Dans les situations où la guerre et l’hostilité sont des faits bruts, donnés, qu’on peut repérer sans incertitude, alors tout ce qui n’est pas la guerre est eo ipso la paix et tout ce qui n’est pas un ennemi est eo ipso un ami. Et inversement, dans les situations où la guerre et l’amitié sont des faits évidents, on peut appeler « guerre » tout ce qui n’est pas la paix et « hostilité » tout ce qui n’est pas l’amitié. Dans le premier cas, c’est la paix, dans le second la guerre qui est déterminée négativement à partir d’un donné déterminé, ce qui, selon les règles de la logique juridique, est tout à fait possible. La notion d’« actions hostiles contre des États amis  » qu’on trouve dans le droit pénal (quatrième section de la deuxième partie du Code pénal du Reich allemand, § 102 à 104) présuppose par exemple que l’ami n’est que le non-ennemi. D’après cette logique, tout État avec lequel notre État n’est pas en guerre est un État ami. Selon les cas, il est possible que cela soit juste, mais il est également possible que cela soit faux. (…/…)

Que l’on voie la guerre dans l’absence de paix, ou que l’on voie la paix dans l’absence de guerre, dans les deux cas, on présuppose que l’alternative entre guerre et paix est indépassable et nécessaire et qu’entre la guerre et la paix, aucun intermédiaire, aucun troisième terme n’est pensable. «  Inter pacem et bellum nihil est medium  ». Cette phrase de Cicéron qui est tirée de la huitième Philippique a toujours été citée comme une sorte de dogme. Hugo Grotius l’a reprise dans De jure belli ac pacis (livre 3, chapitre 21, § 1) et on lit encore dans l’une des dernières synthèses parues sur le thème du droit de la guerre et de la neutralité que « du point de vue du droit positif, il n’y a que la guerre ou la paix, il ne saurait y avoir d’intermédiaire » (…). Une telle possibilité, une telle situation intermédiaire entre guerre et paix serait évidemment une situation anormale, mais il existe aussi des situations anormales.
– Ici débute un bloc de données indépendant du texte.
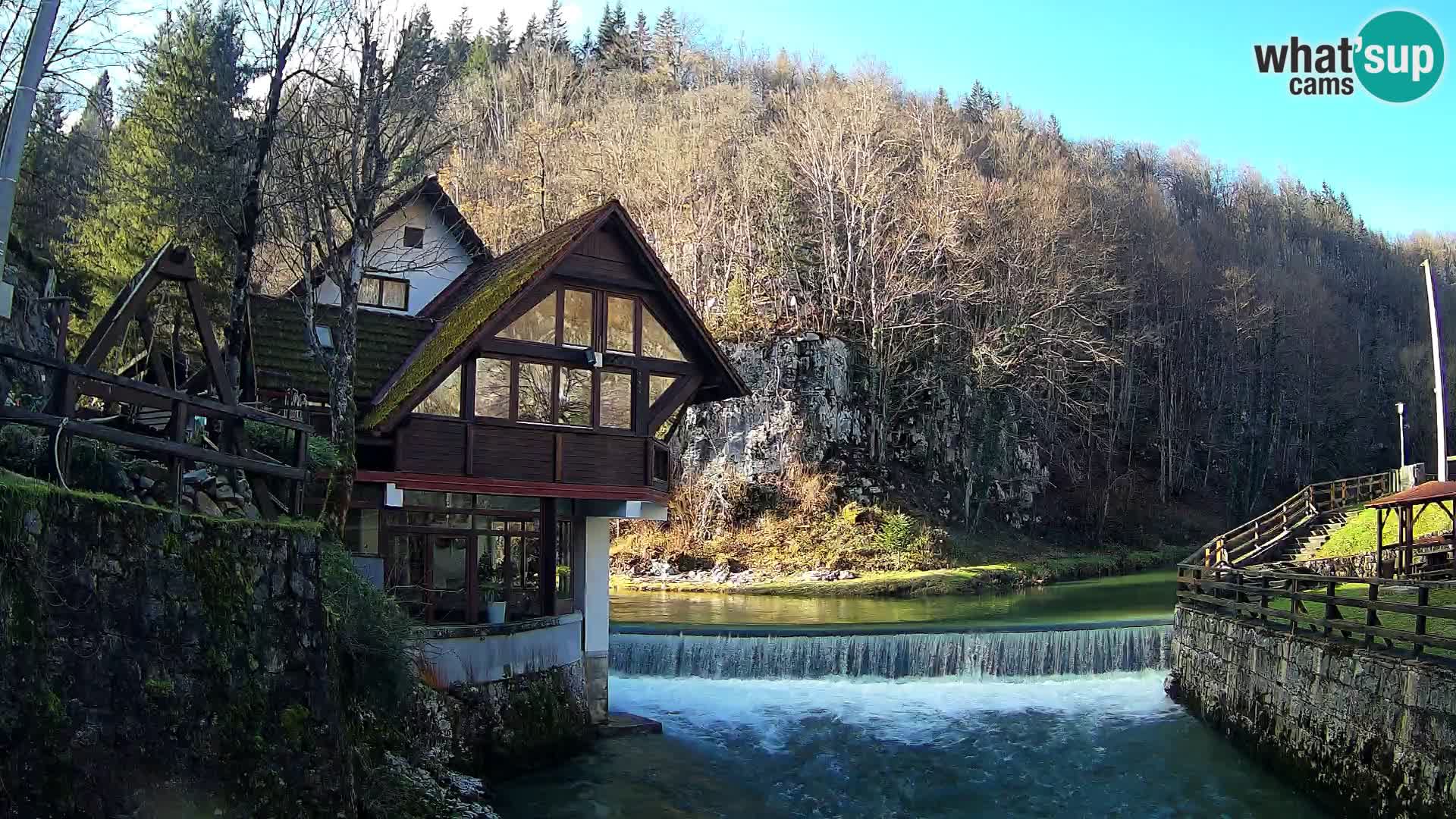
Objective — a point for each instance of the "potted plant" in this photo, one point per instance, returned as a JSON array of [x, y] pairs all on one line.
[[494, 610]]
En effet, depuis des années cette situation anormale perdure, cet état intermédiaire dans lequel se mélangent la guerre et la paix. Il y a trois causes à cela : en premier lieu le diktat de la paix de Versailles, ensuite le système de prévention de la guerre que la Société des nations et le Pacte Briand-Kellog représentent depuis la fin de la guerre, enfin l’extension de la guerre à des domaines non militaires (l’économie, la propagande, etc.), domaines où s’enclenche aussi l’hostilité. Ces trois causes sont étroitement liées entre elles et proviennent toutes d’une même cause fondamentale : Versailles. Le diktat de la paix de Versailles voulait faire de la paix une « continuation de la guerre par d’autres moyens ». Il a à tel point élargi le concept d’ennemi qu’il était par suite impossible de distinguer non seulement le combattant du non-combattant, mais aussi la guerre de la paix. Mais il a cherché en même temps à légaliser par des pactes cet état intermédiaire entre guerre et paix, état indéterminé qu’on avait laissé béant intentionnellement ; il a tenté de le construire juridiquement comme un statu quo pacifique, normal et définitif. La logique juridique propre à la paix et les présomptions légales dont tout juriste peut et doit faire usage dans une situation véritablement pacifiée ont été greffées à cette situation intermédiaire anormale. Dans un premier temps, cela sembla avantageux aux vainqueurs parce qu’ils pouvaient jouer à deux mains et selon qu’ils supposaient qu’on se trouvait en guerre ou en paix, dans tous les cas ils avaient la légalité de Genève de leur côté et ils pouvaient planter dans le dos de leurs adversaires les concepts qui lui sont propres (« agression », « pacte violé », « sanction », etc.). Les pays membres de la Société des Nations ne faisaient pas la « guerre », ils prenaient des « sanctions ». Par ce biais la fameuse technique anglaise des « méthodes indirectes » triomphait à nouveau. Toute caractérisation distinguant les actions militaires des actions non-militaires, les qualifiant de « pacifiques » ou de « guerrières » devint ainsi absurde parce que les actions non militaires pouvaient se révéler être les actions d’hostilité les plus efficaces, les plus immédiates et les plus intenses, alors qu’inversement on déniait solennellement à certaines opérations militaires bien réelles toute intention belliqueuse et tout animus belligerandi.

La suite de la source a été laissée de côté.